Negli ultimi giorni per loro si sta concretizzando l'ennesima beffa, perché i responsabili delle strutture hanno ricevuto solleciti di pagamento per le bollette scadute relative a servizi elettrici e del gas relativi a forniture del 2019.

Come è possibile essere arrivati ad un simile paradosso, ossia che le società di fornitura si rivolgano direttamente ai collaboratori, di cui hanno i dati? La cooperativa, quando lo scandalo del 2022 era ancora lontano e i pagamenti erano regolari chiese, ad alcuni lavoratori, in specie ai responsabili delle strutture, di firmare i contratti dell'energia e del gas, in questo modo le società di gestione hanno caricato i dati anagrafici e fiscali di quei collaboratori e adesso le notifiche di messa in mora arrivano, appunto, a quei nominativi. Si tratta in larga parte delle stesse persone che lottano per una ricollocazione nelle strutture dei nuovi gestori dei centri di accoglienza, dopo la revoca dell'appalto di servizio alla Karibù. Dunque l'indagine della Procura di Latina per evasione fiscale a carico dei vertici della cooperativa, tuttora corrente, non ha avuto alcun effetto legale né pratico sui guai finanziari lasciati dalla stessa cooperativa. E nessun effetto ha avuto la vertenza dei lavoratori, i quali, va ricordato, sono stati i primi e gli unici a sollevare il velo sulle ombre nella gestione poiché, appunto, erano senza stipendio e si sono rivolti all'Ispettorato di Latina per ottenere almeno una rateizzazione. E' davvero credibile che le società di gestione non abbiano saputo nulla di quanto accaduto alla cooperativa Karibù? Forse sì. Ad ogni modo la procedura di recupero dei crediti delle bollette va avanti e le fatture inevase sono nell'ordine di diverse migliaia di euro.

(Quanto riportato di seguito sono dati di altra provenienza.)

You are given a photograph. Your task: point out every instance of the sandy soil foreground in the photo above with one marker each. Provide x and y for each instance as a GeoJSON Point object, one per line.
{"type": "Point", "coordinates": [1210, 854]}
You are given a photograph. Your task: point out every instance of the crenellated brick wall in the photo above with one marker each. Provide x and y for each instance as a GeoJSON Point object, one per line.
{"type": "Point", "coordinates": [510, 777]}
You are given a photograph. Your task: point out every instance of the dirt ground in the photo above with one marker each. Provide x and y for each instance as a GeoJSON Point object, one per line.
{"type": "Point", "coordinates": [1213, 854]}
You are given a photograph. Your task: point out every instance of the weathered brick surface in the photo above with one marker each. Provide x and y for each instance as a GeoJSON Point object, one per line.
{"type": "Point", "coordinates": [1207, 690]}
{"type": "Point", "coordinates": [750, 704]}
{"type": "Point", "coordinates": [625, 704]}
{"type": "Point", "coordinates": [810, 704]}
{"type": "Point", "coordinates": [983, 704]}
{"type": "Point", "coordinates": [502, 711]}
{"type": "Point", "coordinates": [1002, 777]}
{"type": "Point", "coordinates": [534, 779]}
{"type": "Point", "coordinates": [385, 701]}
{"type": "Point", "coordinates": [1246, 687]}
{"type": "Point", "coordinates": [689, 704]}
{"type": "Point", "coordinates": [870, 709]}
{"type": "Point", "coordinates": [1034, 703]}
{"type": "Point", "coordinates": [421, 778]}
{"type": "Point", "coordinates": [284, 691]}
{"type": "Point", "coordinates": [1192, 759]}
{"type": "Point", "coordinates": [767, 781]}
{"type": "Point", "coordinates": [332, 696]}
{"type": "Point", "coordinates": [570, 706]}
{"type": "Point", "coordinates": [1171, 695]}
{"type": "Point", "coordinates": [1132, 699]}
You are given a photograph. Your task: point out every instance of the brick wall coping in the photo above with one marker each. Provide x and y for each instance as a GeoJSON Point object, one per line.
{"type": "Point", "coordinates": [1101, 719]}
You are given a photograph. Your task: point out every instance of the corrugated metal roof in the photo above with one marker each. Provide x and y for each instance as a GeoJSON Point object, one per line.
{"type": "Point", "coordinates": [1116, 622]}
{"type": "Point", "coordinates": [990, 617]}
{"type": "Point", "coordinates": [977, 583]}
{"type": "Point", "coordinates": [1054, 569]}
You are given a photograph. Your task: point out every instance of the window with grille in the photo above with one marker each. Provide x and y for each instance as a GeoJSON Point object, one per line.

Si tratta di somme comprese nel totale del costo del servizio dei Cas previsto dal bando del Ministero dell'Interno e siccome le somme che vengono recuperate riguardano il 2019 e il 2020 quel servizio è stato liquidato. I lavoratori rimasti impigliati in questo assurdo gioco delle parti si sono rivolti sia ai rispettivi sindacati che a legali di fiducia per evitare il recupero forzoso a valere sui beni e i redditi personali.

Nel frattempo va avanti il procedimento penale e sarà discusso domani mattina davanti ai giudici del Tribunale del Riesame, il ricorso relativo alla posizione di Liliane Murekateke.

La difesa - rappresentata dall'avvocato Lorenzo Borrè - ha impugnato il provvedimento del sequestro di una somma di denaro pari a 13mila euro ed è stata fissata la data del ricorso. Nell'inchiesta sul caso Karibù il reato ipotizzato dal pubblico ministero Andrea D'Angeli, titolare dell'inchiesta, è quello di evasione fiscale. I provvedimenti erano stati firmati dal giudice per le indagini preliminari Giuseppe Molfese.